Pria paruh baya itu menghela napas kasar lalu berjalan mendekat ke arah Renjun yang duduk dengan nyaman di kursi kesayangan nya.
"Berikan rokok itu ke Papa," pinta Candra dengan tangan terulur meminta agar putranya itu memberikan benda berbahaya itu
Bukannya memberikan, Renjun malah menatap Papanya lalu beralih ke tangan yang terulur. Keduanya saling tatap sampai Renjun terlebih dahulu melepaskan tatapan itu dan kembali menghisap rokoknya.
"Mau sampai kapan Ren? Sampai kapan?"
Nada pria paruh baya itu melemah. Bahkan terdengar lelah. Renjun terdiam. Namun ia tidak menoleh. Candra masih setia berdiri di sampingnya. Renjun tau Papanya. Renjun tau semuanya.
Namun entah mengapa si mungil itu bungkam. Enggan menyahut atau pun menoleh. Rokoknya pun hanya ia pegang, bahkan bungkusnya ia remas kuat-kuat.
"Apa yang bisa Papa lakukan Ren? Papa mohon berhenti." Nada Candra masih terdengar lelah. Entah lelah karena pekerjaan yang padat, atau pun lelah dengan hubungannya dengan Renjun yang seakan menjauh.

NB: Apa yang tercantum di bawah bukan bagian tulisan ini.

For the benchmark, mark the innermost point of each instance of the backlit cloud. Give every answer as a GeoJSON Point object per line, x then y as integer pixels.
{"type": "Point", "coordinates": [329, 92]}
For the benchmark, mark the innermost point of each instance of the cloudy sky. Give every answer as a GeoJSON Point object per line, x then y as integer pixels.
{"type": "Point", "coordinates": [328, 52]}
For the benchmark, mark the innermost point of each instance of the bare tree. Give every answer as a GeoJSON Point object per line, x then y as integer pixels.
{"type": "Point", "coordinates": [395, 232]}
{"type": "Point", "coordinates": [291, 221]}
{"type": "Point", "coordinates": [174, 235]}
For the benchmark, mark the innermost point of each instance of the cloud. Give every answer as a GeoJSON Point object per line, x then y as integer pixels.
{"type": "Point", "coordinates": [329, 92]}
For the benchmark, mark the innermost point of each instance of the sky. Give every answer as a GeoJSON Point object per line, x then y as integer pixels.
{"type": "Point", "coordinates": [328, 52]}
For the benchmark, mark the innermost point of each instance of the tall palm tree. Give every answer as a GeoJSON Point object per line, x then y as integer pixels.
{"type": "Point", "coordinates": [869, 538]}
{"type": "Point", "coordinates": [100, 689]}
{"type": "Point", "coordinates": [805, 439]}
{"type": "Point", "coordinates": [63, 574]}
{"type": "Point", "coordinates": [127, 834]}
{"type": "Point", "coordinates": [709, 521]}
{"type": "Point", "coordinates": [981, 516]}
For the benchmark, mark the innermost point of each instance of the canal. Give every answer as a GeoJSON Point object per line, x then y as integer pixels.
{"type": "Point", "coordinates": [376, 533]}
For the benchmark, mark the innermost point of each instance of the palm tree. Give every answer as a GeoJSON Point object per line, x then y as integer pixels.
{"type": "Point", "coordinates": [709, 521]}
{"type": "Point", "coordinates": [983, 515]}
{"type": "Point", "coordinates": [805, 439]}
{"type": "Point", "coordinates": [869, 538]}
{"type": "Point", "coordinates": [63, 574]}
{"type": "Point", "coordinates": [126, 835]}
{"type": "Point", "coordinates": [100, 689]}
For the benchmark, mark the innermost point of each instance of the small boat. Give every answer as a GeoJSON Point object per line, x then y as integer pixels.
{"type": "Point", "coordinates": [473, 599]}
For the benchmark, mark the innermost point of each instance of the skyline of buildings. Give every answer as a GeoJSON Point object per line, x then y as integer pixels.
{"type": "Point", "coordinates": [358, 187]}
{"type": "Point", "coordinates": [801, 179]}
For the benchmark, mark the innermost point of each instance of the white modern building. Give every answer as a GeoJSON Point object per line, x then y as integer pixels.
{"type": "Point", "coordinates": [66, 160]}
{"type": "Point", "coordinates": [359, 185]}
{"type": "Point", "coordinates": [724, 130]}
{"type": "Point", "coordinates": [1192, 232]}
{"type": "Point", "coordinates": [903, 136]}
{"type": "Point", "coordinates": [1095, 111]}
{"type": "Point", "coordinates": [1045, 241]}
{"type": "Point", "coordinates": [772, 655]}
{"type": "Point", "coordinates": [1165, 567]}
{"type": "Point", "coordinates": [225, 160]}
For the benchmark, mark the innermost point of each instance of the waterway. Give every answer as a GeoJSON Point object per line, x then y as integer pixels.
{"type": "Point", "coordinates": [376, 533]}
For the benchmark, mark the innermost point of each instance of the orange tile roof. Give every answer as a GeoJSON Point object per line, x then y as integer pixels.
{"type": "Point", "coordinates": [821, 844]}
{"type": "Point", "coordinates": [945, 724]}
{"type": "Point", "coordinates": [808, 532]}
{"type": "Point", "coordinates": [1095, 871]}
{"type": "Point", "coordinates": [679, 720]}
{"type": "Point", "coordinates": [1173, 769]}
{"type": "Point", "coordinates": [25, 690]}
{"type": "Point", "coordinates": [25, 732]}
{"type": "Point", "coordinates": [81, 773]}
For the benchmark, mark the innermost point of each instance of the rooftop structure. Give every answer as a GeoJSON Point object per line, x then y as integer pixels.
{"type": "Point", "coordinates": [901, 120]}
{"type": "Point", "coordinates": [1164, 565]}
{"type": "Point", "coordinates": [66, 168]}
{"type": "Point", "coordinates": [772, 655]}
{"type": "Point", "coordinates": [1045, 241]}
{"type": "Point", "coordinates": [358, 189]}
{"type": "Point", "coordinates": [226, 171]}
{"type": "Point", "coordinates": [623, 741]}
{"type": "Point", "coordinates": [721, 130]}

Dan Renjun masih bungkam. Hanya menghela napas pendek. Napasnya seakan tertahan.
Candra kembali menghela napas kasar lalu sedikit berjalan agar lebih dekat dengan posisi nyaman Renjun. Pria yang sudah berkepala empat itu menatap putranya.
Tidak ada yang berubah. Dia masih kebanggaan kita, Wen.
Seperti itulah batin Candra berbicara saat melihat Renjun yang masih diam menatap halaman rumah mereka yang luas.
"Ren," Candra memegang pundak Renjun halus lalu membantu Renjun untuk berdiri. Putranya itu menoleh dan kembali menatap Papanya. Papa yang Renjun banggakan walaupun diam-diam.
"Sampai kapan?" tanya Candra dengan nada yang tak pernah berubah. Tetap halus
Renjun melepaskan pandangan itu. Membuang napas lalu menggeleng.
"Gak akan pernah, Pa."
Candra melepaskan tangannya yang berada di pundak Renjun. Ia pun tak tau harus berbuat apa agar Renjun mau menerima keluarga barunya.
"Dia Mama kamu sa—"
"Engga," potong Renjun cepat. "Dia bukan Mama aku. Mama aku tuh cuma satu. Dan itu Mama Wendy."
"Renjun,"
"Papa nanya apa yang membuat aku kaya gini? Jawabannya satu, Pa," Renjun kembali menatap Candra. Dan kali ini lebih dalam
"Papa yang membuat aku kaya gini. Papa yang membuat aku mengenal dunia keras ini. Benda ini," ujar Renjun lirih. Sebisa mungkin ia tidak mengeluarkan cairan bening itu
"Maafin Papa Ren. Ampuni Papa." Candra menunduk
"Renjun gak marah sama Papa. Tapi Renjun kecewa sama Papa." ujar Renjun cepat
"Kamu boleh marah sama papa. Tapi papa mohon. Jangan marah sama mama Yuna. Mama gak salah apa-apa sayang."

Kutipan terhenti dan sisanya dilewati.